Х -- середина XIII веков. Протогосударственный конгломерат варяжских княжеств и вечевых городов, известный под именем Киевско-Новгородской Руси, воспринимает себя (и воспринимается в мире) как неотъемлемая часть Европы. Никому не приходит в голову как-то отделить от неё Русь, изобразить её некой особой, отдельной от Европы страной, как, допустим, Персия или Китай. Да, это была русская земля, но и европейская тоже.Такова была тогдашняя европейская идентичность Руси – на протяжении трех с лишним столетий. Такая же, скажем, как идентичность, допустим, тогдашней Франции. (Кстати, управляла Францией -- после смерти мужа-короля в XI веке русская княжна).
Середина XIII -- середина XV веков. Русь завоевана, насильственно сбита с европейской орбиты, становится западной окраиной степной евразийской империи. И катастрофически отстает от Европы. «Иго, -- признает даже “патриотически настроенный” современный историк (В.В. Ильин), -- сдерживая экономическое развитие... подрывая культуру, хозяйство, торпедируя рост городов, ремесел, торговли, породило капитальную для России проблему политического и социально-экономического отставания от Европы». Признает это также и другой «патриотически настроенный» историк (А.Г. Кузьмин»: «До нашествия Русь была одним из самых развитых в экономическом и культурном отношении государств Европы» Так или иначе, в результате варварского завоевания эту свою европейскую идентичность Русь утратила. И развитым государством больше не была.
Середина XV - середина XVI веков. На волне освободительного движения Русь ВОЗВРАЩАЕТСЯ к своей первоначальной европейской идентичности. Становится обыкновенной североевропейской страной (ее южная граница проходит в районе Воронежа, ее культурный и хозяйственный центры – на Севере). Если верить тщательно документированному тезису первой книги моей трилогии, настаёт новое Европейское столетие России. Я знаю, что вы не услышите ничего подобного ни от одного другого историка. Многие пытались это оспорить -- и в России и на Западе. Но никому еще не удалось как-нибудь иначе объяснить неоспоримые факты, на которые я ссылаюсь. Впрочем, судите опять-таки сами.
Крестьянство тогдашней Руси было свободно, защищено тем, что я называю «крестьянской конституцией Ивана III», известной в просторечии как Юрьев день.
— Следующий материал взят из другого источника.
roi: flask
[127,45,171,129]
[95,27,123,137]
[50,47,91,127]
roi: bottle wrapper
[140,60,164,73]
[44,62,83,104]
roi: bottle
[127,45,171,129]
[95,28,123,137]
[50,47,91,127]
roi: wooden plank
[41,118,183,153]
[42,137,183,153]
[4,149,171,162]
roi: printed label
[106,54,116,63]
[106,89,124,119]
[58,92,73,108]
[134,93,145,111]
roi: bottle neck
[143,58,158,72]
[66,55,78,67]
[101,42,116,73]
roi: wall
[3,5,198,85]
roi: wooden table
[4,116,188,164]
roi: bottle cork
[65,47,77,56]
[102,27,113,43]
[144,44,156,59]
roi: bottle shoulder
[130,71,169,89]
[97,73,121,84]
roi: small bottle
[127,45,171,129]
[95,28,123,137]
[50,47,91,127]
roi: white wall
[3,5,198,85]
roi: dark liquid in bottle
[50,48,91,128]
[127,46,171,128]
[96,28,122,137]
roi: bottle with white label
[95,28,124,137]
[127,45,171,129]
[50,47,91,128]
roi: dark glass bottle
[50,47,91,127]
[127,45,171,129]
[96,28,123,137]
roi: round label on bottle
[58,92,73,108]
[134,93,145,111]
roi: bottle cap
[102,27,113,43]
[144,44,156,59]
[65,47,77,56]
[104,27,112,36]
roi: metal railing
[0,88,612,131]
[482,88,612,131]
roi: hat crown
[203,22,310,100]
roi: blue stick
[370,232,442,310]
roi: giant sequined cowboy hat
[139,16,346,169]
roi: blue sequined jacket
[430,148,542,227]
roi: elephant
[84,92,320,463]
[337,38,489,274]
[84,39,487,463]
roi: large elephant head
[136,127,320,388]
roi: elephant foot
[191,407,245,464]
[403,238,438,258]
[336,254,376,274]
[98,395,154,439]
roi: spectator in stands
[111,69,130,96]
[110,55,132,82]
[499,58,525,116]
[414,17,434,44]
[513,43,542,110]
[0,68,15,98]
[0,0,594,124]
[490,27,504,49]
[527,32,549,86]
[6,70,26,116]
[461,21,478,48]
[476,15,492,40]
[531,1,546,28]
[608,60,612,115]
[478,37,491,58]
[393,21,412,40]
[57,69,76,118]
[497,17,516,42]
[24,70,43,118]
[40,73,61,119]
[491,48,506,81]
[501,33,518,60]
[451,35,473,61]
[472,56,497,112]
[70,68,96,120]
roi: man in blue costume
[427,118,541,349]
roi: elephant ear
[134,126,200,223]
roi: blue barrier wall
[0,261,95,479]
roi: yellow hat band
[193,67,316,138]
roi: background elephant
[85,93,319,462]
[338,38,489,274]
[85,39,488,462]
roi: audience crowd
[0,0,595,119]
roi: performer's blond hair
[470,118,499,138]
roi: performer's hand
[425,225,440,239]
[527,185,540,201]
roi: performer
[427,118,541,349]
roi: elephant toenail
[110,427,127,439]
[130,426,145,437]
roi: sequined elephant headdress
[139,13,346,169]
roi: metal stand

Великая реформа 1550-х не только освобождает крестьян от произвола «кормленщиков», заменив его выборным местным самоуправлением и судом присяжных, но и приводит, по словам одного из самых блестящих историков-шестидесятников А.И.Копанева, раскопавшего старинные провинциальные архивы, к «гигантской концентрации земель в руках богатых крестьян». Причем принадлежат им как аллодиум, т.е. как «частная собственность, утратившая все следы феодального держания», не только пашни, огороды, сенокосы, звериные уловы и скотные дворы, но и рыбные и пушные промыслы, ремесленные мастерские и солеварни, порою, как в случае Строгановых или Амосовых, с тысячами вольнонаемных рабочих. Короче, на Руси, как в Швеции, появляется слой крестьян-собственников, более могущественных и богатых, чем помещики.
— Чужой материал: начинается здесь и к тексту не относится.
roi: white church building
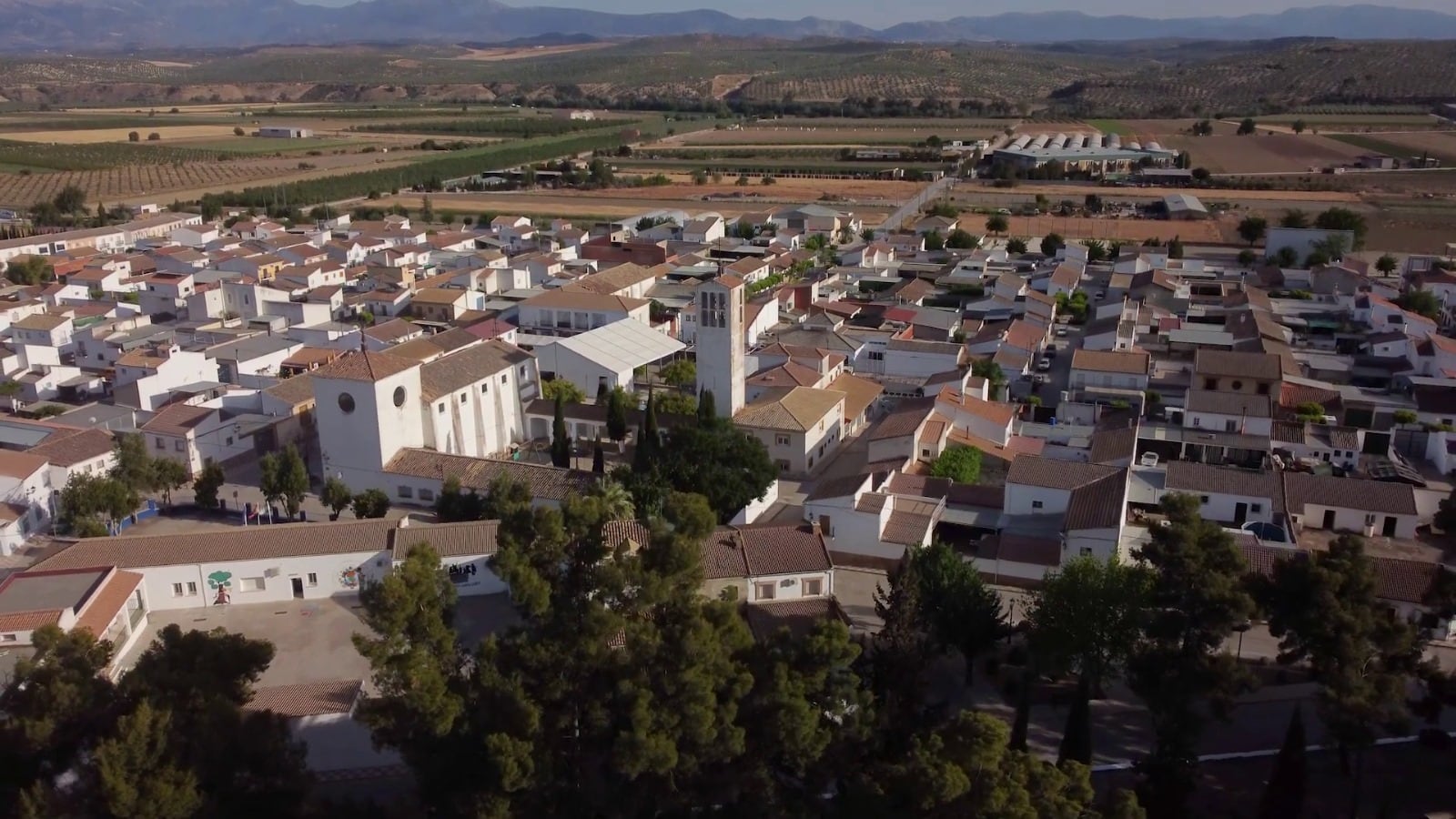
[311,341,537,501]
Все это сопровождается, опять же как в Швеции, неожиданным после Орды и мощным расцветом идейного плюрализма. Четыре поколения нестяжателей борются против монастырского стяжания -- за церковную Реформацию. И государство, хотя и покровительствует нестяжателям (историк русской церкви А.В.Карташев назвал это «странным либерализмом Москвы») но в ход идейной борьбы не вмешивается. Лидер стяжателей-иосифлян преподобный Иосиф Волоцкий мог публично проклинать государя как «неправедного властителя, диавола и тирана», но ни один волос не упал с головы опального монаха.
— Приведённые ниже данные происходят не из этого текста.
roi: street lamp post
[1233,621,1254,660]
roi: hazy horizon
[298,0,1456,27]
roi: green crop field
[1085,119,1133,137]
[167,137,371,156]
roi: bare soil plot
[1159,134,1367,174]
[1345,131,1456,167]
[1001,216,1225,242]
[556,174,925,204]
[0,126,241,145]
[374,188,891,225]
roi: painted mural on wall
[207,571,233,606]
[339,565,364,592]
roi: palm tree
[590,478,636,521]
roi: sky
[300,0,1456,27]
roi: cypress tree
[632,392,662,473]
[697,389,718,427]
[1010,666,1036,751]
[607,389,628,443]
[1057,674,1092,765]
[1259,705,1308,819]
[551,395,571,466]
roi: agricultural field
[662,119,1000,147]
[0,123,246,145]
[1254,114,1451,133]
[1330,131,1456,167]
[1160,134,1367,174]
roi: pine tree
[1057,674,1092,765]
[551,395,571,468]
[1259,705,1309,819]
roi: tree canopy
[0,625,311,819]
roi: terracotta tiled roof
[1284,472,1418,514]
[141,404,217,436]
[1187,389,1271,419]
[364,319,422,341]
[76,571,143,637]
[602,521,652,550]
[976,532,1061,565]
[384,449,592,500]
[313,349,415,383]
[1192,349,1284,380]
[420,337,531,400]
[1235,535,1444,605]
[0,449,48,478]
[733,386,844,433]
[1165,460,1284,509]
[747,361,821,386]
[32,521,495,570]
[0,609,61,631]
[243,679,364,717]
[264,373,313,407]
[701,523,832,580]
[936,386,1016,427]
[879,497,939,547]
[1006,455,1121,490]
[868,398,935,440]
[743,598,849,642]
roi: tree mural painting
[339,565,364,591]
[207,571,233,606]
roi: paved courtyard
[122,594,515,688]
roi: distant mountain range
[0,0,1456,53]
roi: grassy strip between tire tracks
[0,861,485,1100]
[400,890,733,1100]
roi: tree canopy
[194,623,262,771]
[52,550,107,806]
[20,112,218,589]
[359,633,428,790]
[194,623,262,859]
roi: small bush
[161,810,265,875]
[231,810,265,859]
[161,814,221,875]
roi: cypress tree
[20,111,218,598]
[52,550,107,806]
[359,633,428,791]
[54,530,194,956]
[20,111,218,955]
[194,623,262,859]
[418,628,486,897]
Короче, обычная, как сформулировал Ключевский, для тогдашней Европы «абсолютная монархия с аристократическим правительственным персоналом». Ни намека на ордынское самовластье: «Не было политического законодательства, которое определяло бы границы верховной власти, но был правительственный класс с аристократической организацией, которую признавала сама власть». Как часть Великой реформы 1550-х созывается Земский собор, т.е. некое подобие народного представительства, и появляется новый Судебник, последняя 98-я статья которого юридически ограничивает власть царя, запрещая ему вводить новые законы без согласия Думы. Вот вам и начало «политического законодательства, определяющего границы верховной власти».